Поискала глазами ту, о которой сожалел женский голос, и не нашла. У всех был вид плохой, но никто не собирался падать.
Тем временем жандармы строили арестантов парами, связывали им правую и левую руки Впереди был Федор, перед последней парой поставили меня одну. Открыли ворота, конные жандармы окружили нас, и мы двинулись.
Смутно помню начало пути — моментами теряла сознание от боли в ступнях. Спотыкалась, каждый шаг мог быть последним. Но чьи-то руки всякий раз поддерживали. Наконец, боль потеряла остроту, стала тупой и привычной. Я шагала, шагала, шагала, оставляя на дороге кровавые следы.
Так прошла я восемь километров вместе со всеми. Вместе со всеми вошла в село Романы. В жандармерии мужчинам разрешили сесть посреди двора. Только здесь я разглядела, что позади меня шли две женщины — одинаково круглолицые и чернобровые. Поначалу показалось — двоится в глазах, такие они одинаковые. Это их рукам я обязана, что не упала в пути. Женщин заперли в сарай. А меня повели к шефу.
Допрос был коротким:
— Параш-ш-шютист?!
— Нет.
Удар в лицо.
— Параш-ш-шютист?!
— Нет.
Удар по голове.
— Параш-ш-шютист?!
— Нет!
Хлыстом по пяткам.
Наконец меня вывели и заперли с женщинами. Там уже стояла моя порция мамалыги и кружка с водой.
— За что они тебя так, господи? — воскликнул знакомый уже мне голос.
Я не ответила. Мне теперь всюду чудились соглядатаи. Молчать и молчать. Мало ли что можешь сказать в полубеспамятстве. Я размачивала мамалыгу в воде.
Одна из женщин оторвала подол у нижней юбки, кое-как забинтовала мои ступни.
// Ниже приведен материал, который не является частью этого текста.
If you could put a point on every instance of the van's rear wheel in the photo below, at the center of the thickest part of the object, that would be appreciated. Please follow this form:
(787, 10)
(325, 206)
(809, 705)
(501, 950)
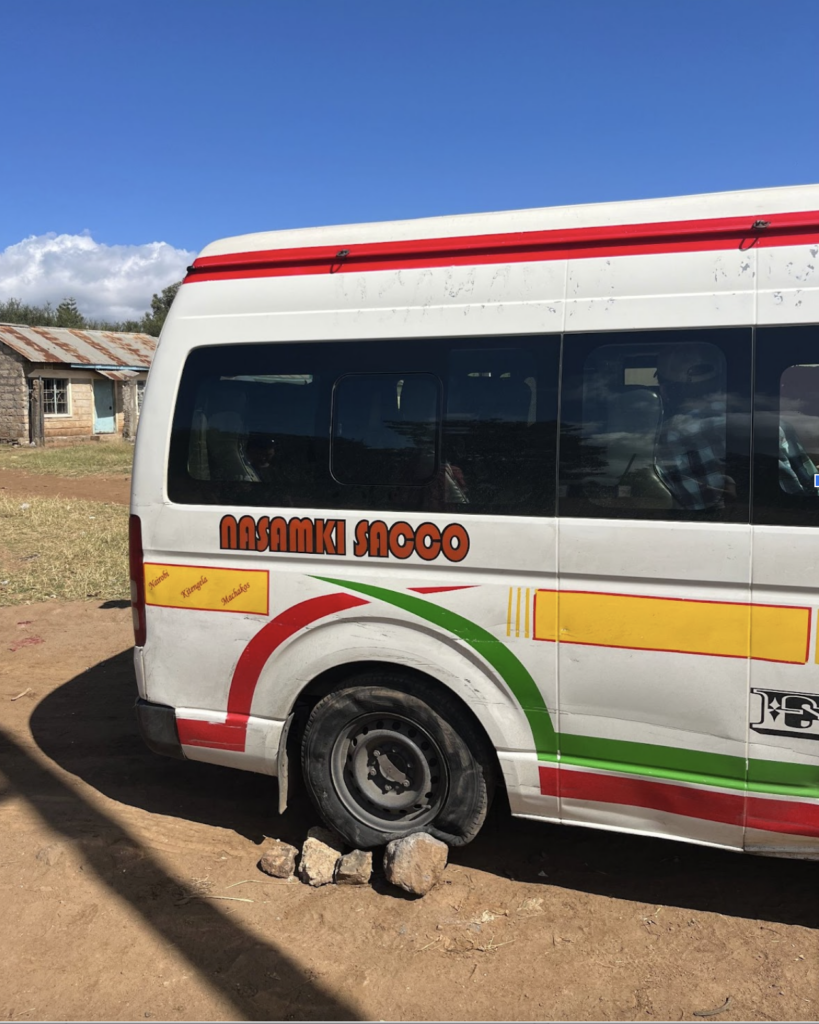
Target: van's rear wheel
(381, 759)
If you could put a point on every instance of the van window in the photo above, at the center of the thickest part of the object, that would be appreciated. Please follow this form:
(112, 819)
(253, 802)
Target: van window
(385, 428)
(653, 427)
(466, 426)
(786, 427)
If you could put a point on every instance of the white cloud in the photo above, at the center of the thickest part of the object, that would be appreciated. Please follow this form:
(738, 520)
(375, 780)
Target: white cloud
(110, 283)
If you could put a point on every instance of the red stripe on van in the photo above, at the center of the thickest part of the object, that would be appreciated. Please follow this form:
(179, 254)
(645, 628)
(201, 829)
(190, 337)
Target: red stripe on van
(517, 247)
(790, 816)
(231, 734)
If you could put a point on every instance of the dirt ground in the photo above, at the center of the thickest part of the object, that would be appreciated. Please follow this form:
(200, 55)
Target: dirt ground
(131, 890)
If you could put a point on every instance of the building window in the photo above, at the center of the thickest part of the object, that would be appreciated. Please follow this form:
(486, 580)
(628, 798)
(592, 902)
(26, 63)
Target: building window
(55, 396)
(656, 425)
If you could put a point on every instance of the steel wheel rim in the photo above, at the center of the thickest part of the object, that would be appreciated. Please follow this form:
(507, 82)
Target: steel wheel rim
(388, 772)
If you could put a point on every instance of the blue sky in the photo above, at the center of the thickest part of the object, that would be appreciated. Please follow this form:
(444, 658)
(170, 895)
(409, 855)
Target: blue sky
(181, 121)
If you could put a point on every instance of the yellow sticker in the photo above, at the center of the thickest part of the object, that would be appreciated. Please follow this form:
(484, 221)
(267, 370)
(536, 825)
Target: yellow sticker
(206, 588)
(763, 632)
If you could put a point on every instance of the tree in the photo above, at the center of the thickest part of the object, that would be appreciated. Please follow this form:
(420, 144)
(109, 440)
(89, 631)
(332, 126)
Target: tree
(160, 307)
(69, 315)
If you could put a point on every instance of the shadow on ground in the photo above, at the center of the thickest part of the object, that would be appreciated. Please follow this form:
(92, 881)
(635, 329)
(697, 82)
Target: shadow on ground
(255, 977)
(88, 728)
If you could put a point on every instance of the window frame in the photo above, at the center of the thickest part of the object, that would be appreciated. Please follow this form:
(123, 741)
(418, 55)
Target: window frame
(576, 350)
(776, 349)
(402, 355)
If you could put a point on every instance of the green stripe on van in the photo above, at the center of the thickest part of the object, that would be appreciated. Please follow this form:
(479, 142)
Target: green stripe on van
(512, 671)
(651, 760)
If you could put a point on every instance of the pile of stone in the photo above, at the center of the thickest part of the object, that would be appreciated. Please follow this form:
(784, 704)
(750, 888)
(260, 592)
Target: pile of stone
(415, 862)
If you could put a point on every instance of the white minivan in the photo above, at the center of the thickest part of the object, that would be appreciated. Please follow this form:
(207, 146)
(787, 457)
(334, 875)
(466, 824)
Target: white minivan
(522, 501)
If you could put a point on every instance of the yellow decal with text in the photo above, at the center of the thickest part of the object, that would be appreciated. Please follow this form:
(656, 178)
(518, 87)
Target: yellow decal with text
(206, 588)
(726, 629)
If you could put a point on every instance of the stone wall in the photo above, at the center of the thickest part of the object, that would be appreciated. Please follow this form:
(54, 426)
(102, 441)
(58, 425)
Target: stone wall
(80, 421)
(13, 397)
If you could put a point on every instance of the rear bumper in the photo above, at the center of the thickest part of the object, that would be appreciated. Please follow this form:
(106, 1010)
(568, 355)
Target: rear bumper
(158, 728)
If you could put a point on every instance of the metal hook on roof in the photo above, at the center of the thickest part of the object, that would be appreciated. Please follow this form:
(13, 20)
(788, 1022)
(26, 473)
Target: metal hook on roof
(757, 226)
(340, 256)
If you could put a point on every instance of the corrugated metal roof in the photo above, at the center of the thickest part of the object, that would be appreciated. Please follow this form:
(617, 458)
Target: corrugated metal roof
(91, 348)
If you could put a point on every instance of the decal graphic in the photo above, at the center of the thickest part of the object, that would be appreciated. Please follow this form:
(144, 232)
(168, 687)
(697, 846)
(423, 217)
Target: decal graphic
(782, 713)
(329, 537)
(722, 629)
(207, 588)
(518, 596)
(231, 734)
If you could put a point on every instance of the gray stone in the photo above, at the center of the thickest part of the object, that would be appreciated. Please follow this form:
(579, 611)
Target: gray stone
(278, 859)
(327, 836)
(318, 862)
(415, 862)
(354, 868)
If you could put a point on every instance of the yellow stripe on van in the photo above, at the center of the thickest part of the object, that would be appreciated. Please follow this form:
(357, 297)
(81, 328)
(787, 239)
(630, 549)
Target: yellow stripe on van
(204, 588)
(766, 632)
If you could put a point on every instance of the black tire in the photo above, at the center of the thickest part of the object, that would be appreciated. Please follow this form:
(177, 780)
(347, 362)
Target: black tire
(430, 776)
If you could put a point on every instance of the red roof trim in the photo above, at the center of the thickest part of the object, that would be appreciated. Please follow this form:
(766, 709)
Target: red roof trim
(516, 247)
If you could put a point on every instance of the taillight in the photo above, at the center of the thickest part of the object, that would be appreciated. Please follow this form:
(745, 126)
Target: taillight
(137, 580)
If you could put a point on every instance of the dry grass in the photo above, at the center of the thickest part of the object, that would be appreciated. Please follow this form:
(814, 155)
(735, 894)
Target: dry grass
(56, 548)
(88, 459)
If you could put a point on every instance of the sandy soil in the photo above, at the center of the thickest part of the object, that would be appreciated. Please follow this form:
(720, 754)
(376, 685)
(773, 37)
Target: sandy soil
(131, 891)
(91, 488)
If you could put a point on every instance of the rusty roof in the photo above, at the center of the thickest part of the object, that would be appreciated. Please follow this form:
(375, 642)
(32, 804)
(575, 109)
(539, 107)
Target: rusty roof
(90, 348)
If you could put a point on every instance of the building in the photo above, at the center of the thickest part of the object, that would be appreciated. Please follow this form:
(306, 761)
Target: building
(58, 383)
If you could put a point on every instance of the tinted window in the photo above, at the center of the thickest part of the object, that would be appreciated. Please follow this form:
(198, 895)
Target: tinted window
(786, 426)
(656, 425)
(386, 428)
(464, 426)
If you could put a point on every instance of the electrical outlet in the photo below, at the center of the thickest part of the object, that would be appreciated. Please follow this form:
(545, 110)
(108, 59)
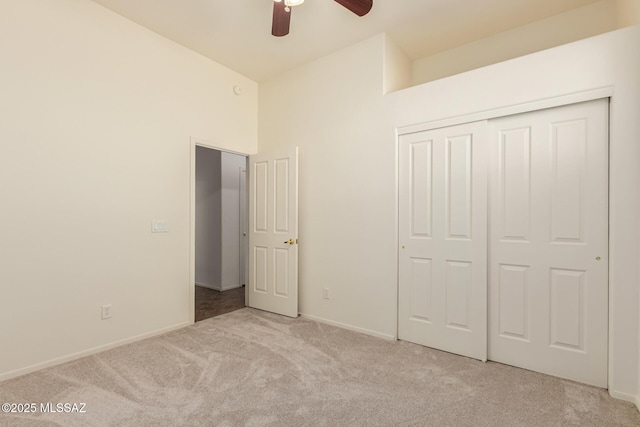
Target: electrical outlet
(106, 311)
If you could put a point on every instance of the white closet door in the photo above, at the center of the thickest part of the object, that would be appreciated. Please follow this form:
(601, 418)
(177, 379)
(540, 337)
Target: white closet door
(548, 242)
(442, 229)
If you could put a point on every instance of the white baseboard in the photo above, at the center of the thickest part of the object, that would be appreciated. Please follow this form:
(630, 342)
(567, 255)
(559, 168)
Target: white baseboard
(89, 352)
(625, 396)
(350, 327)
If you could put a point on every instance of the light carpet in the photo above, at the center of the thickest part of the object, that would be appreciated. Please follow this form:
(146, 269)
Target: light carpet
(250, 368)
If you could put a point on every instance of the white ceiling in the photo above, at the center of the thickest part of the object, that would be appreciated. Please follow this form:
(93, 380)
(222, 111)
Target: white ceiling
(237, 33)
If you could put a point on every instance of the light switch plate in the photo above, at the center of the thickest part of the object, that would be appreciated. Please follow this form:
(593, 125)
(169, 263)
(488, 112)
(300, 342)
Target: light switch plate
(159, 226)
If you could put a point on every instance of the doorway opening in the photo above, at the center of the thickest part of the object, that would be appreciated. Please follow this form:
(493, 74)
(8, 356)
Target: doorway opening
(220, 232)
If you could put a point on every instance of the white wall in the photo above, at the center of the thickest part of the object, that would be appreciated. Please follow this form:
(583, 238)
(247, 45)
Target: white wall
(230, 194)
(345, 129)
(208, 205)
(333, 109)
(96, 115)
(577, 24)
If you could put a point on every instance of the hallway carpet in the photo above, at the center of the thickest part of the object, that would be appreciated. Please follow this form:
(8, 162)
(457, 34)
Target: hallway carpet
(211, 303)
(251, 368)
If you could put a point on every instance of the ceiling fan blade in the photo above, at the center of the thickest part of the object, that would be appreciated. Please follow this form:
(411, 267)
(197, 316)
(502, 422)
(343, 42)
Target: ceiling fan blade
(359, 7)
(281, 19)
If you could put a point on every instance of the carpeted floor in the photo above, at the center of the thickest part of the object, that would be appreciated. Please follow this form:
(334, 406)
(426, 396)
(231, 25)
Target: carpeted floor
(211, 303)
(250, 368)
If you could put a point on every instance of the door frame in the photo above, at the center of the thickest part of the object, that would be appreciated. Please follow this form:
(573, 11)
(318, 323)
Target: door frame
(527, 107)
(199, 142)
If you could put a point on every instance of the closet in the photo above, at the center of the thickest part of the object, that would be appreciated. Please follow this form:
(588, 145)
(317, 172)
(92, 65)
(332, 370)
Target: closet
(503, 234)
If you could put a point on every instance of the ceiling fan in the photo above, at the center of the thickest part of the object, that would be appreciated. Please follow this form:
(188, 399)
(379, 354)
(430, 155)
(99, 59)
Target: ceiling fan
(282, 12)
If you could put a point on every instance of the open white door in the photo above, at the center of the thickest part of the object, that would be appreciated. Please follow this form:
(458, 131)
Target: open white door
(443, 246)
(273, 232)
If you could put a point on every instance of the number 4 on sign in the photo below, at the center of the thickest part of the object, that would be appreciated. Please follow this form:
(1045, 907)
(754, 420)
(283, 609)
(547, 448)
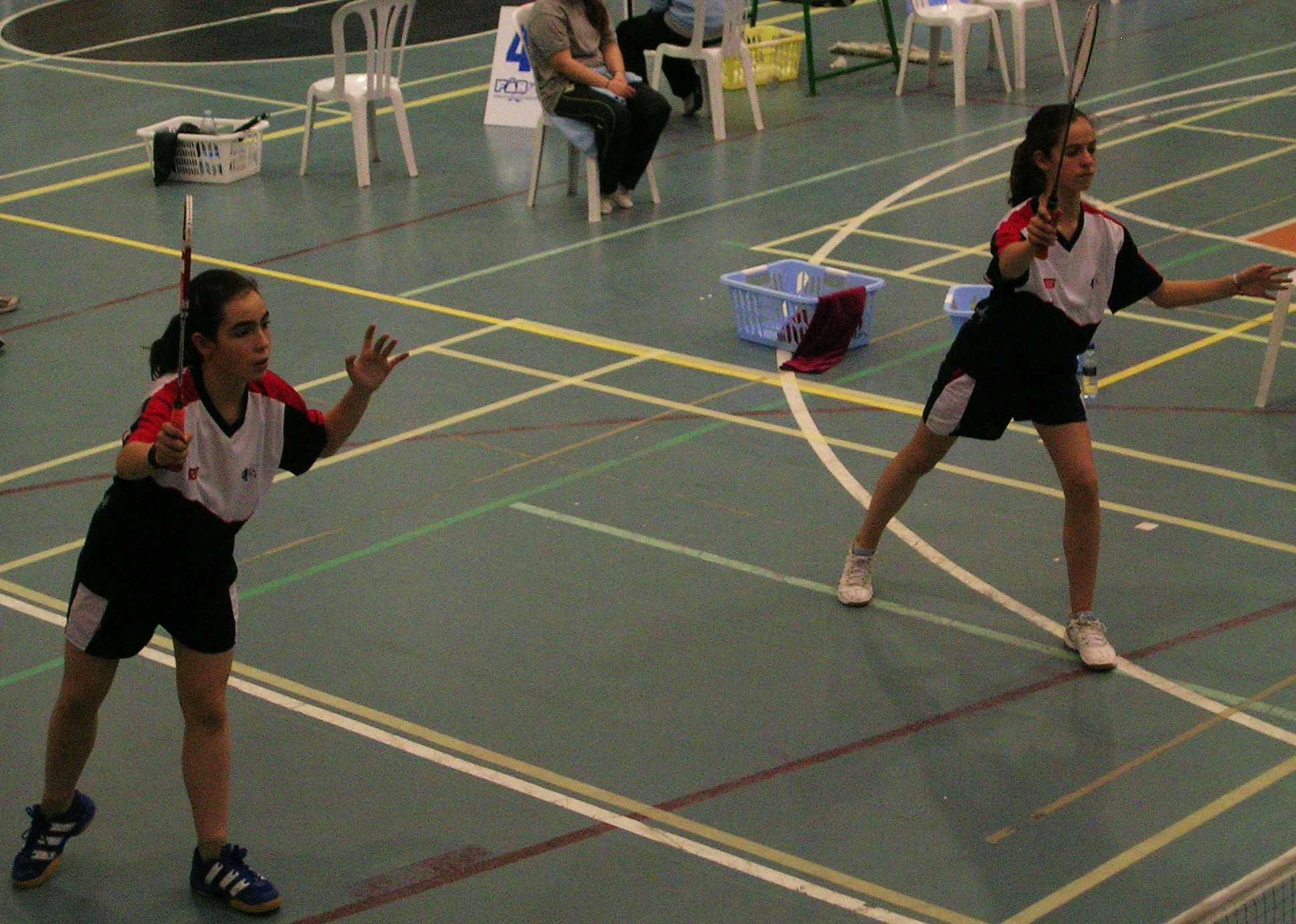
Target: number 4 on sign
(518, 52)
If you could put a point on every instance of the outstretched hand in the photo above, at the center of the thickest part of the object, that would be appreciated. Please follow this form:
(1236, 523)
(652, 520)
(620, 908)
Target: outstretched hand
(374, 363)
(1263, 280)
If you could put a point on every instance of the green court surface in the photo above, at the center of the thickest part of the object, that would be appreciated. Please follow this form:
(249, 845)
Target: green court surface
(555, 638)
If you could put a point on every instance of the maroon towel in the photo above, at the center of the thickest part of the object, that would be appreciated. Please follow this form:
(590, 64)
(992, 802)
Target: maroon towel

Я не поблагодарила, боялась рот раскрыть.
Пришел жандарм, приказал выходить.
Увидел забинтованные ноги.
— Снять!
Женщины вскрикнули — по их спинам прошлась плеть. Снова я впадаю в короткое беспамятство на первых порах от жгучей боли, словно дорога устлана битым стеклом. Снова меня поддерживают руки женщин, снова остаются на дороге кровяные следы моих ступней.
К вечеру добираемся до следующей жандармерии.
— Женечка! — кидается ко мне Федор.
Но его отталкивает жандарм.
— Не сметь!
Меня уводят в здание жандармерии. На допрос.
Когда я возвращаюсь, женщины, прижавшись друг к другу, спят на земляном полу. Я опускаюсь в угол и долго сижу, подтянув колени, избитые ступни держу на весу. Когда я засыпаю, ступни касаются пола — я просыпаюсь от боли.
С утра все повторяется — боль и беспамятство, женские руки, отупение. В полдень жандармерия — допрос, снова дорога. До вечера. Вечером жандармерия — допрос. Избитую кидают в сарай к женщинам. А утром снова….
Потерян счет дням и жандармериям. Только потом узнала, что их было на нашем пути двадцать девять! И что этот путь и эти жандармерии были еще не самым худшим. Худшее впереди. А тогда стлалась и стлалась передо мной дорога — клочок пыльной земли, обрезанный ногами впереди идущих. Не было солнца, не было лета и садов. Не было желаний и мыслей. Было одно — ярость. Назло им выстоять, выжить. Немыслимо сказать даже, как она держась там — в больном и синюшном теле, которое просвечивало сквозь лохмотья.